★ スタホ殺人事件 ★
残像
駿介は見かけた後ろ姿が気になったが、ちょうど別れ道にさしかかり、亞穂菜に
『駿介さん、お付き合いいただき、ありがとうございました。』
とお礼を言われたので、
『こっちこそありがとう。』
と答えて亞穂菜と別れた。
そこからの帰り道で先ほどの2人が居闇と誰かだったのか、何度も思い返してみたが、答えは出なかった。

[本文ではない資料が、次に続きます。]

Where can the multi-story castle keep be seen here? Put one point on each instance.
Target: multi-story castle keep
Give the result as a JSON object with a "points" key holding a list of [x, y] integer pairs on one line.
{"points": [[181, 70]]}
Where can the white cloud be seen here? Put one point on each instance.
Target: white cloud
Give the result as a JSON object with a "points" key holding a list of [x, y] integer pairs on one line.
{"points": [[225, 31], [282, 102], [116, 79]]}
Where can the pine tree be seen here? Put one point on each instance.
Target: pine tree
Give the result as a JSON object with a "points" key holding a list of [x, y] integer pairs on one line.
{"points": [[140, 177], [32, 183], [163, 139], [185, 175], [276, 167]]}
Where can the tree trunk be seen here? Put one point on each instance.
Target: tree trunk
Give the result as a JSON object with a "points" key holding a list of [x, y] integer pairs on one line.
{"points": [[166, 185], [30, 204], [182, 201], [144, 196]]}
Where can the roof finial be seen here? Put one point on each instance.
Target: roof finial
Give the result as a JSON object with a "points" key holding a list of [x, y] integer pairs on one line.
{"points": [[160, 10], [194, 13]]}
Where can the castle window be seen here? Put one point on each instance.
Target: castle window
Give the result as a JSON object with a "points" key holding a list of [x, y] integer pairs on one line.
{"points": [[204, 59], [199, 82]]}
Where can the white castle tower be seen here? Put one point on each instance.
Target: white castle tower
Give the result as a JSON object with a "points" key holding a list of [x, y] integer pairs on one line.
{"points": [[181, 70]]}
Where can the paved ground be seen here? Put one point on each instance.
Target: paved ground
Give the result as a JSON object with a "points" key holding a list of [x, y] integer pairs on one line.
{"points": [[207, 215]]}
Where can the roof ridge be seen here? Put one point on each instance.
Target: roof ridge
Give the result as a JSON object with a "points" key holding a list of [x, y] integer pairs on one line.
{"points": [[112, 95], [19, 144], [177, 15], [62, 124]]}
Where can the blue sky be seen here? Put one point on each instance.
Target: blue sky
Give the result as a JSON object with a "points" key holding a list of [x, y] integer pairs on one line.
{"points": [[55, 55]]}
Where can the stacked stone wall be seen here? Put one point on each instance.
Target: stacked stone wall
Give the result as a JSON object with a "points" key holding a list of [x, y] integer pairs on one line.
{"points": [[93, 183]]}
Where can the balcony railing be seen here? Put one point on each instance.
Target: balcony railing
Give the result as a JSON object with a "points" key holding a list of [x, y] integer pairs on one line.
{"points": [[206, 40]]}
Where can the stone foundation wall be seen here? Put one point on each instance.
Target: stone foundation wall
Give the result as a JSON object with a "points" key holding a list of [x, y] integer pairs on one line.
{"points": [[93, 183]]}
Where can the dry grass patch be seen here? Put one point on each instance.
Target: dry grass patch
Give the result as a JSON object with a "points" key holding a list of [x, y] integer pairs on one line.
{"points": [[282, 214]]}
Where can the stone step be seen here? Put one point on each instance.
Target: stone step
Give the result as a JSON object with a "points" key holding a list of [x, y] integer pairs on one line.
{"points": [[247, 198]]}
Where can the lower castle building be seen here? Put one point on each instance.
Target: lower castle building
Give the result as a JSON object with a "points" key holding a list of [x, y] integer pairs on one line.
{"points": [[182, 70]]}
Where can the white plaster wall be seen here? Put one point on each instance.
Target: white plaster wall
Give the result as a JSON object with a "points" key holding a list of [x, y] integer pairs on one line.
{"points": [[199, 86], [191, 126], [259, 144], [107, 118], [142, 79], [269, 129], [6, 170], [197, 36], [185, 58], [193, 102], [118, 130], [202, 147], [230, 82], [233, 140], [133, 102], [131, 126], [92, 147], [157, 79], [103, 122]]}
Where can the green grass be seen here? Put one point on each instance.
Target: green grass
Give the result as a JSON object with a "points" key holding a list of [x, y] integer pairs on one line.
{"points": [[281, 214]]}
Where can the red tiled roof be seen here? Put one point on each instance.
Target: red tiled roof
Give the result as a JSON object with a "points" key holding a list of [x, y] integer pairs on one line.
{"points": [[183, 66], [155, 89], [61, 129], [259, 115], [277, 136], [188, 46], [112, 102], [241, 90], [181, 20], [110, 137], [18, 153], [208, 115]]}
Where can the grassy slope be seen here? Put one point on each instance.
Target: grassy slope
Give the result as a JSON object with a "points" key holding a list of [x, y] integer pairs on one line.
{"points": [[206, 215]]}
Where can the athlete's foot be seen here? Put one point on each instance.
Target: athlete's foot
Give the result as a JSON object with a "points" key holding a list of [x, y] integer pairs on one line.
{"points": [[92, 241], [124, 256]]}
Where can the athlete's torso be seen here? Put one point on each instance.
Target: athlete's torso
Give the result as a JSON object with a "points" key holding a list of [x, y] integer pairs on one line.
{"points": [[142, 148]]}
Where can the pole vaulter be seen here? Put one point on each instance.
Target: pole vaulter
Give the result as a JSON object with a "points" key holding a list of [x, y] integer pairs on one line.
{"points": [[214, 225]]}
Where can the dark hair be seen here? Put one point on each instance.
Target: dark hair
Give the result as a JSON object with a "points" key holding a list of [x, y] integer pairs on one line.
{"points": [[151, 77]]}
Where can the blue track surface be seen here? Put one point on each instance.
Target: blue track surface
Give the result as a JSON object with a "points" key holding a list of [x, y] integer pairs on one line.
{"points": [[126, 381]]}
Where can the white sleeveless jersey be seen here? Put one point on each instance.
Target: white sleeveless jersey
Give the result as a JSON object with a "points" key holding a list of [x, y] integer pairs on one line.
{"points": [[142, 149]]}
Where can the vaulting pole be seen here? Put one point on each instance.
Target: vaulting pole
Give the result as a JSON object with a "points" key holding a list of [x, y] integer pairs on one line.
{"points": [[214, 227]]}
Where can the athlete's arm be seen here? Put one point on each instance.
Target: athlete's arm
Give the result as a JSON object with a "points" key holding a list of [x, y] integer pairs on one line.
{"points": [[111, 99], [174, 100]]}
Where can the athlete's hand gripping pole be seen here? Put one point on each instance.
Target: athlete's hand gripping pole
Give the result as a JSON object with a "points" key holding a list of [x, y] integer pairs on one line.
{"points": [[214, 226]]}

アパートに戻った駿介は、消えた『シグマヴォルテクス』のことを思い出しながら缶ビールを片手にテレビをぼんやりと眺めていた。
「弥生限界オッズか…」
溜め息をつきつつ、ぼんやりしているうちに缶ビールが空になった。
「くよくよしていても仕方ないか…」
駿介は『シグマヴォルテクス』に固執している自分が情けなくなり、
「よっしゃもう一発限界オッズ叩き出してやるか」
と自分に気合いを入れて、少し早いが布団に入ることにした。
その頃、先ほど駿介が見掛けた男2人は、廃工場の前で口論になっていた。
『もう勘弁してくださいよ…。』
『うるさいなぁ〜。言うとおりにやりゃいいんだよ。』
『だってあの店はダメじゃないですか…』
『あぁ、あの店はな。』
『えっ?あそこじゃないところでやれってことですか』
『あぁ、そういうことだ。』
『ムリですよ、ムリムリ』
『そんなこと言えるのか?えっ?』
ジャンパーの男の手元にナイフが光っていた。
『やめてくださいよ脅したって無理なものは無理なんですって』
『うるせぇ』
ドサッ、ドサドサッ…
2人が揉み合いになる。
『やめてくださいってば』
片方の男が両手を伸ばした勢いでジャンパーの男が倒れる。
『うっ』
ジャンパーの男が呻き声をあげて倒れる。
『うっ、う〜っ…』
それっきりジャンパーの男は動かなくなった。
もう1人の男が
『ど、どうしたんですか…ふざけないでくださいよ…』
恐る恐るジャンパーの男の様子を覗き込むが、男の左胸に持っていたナイフが突き刺さり、夥しい血が床に広がってきていた。
『えっえ〜っひ、ひぇ〜っ』
男は慌ててその場から逃げ出した。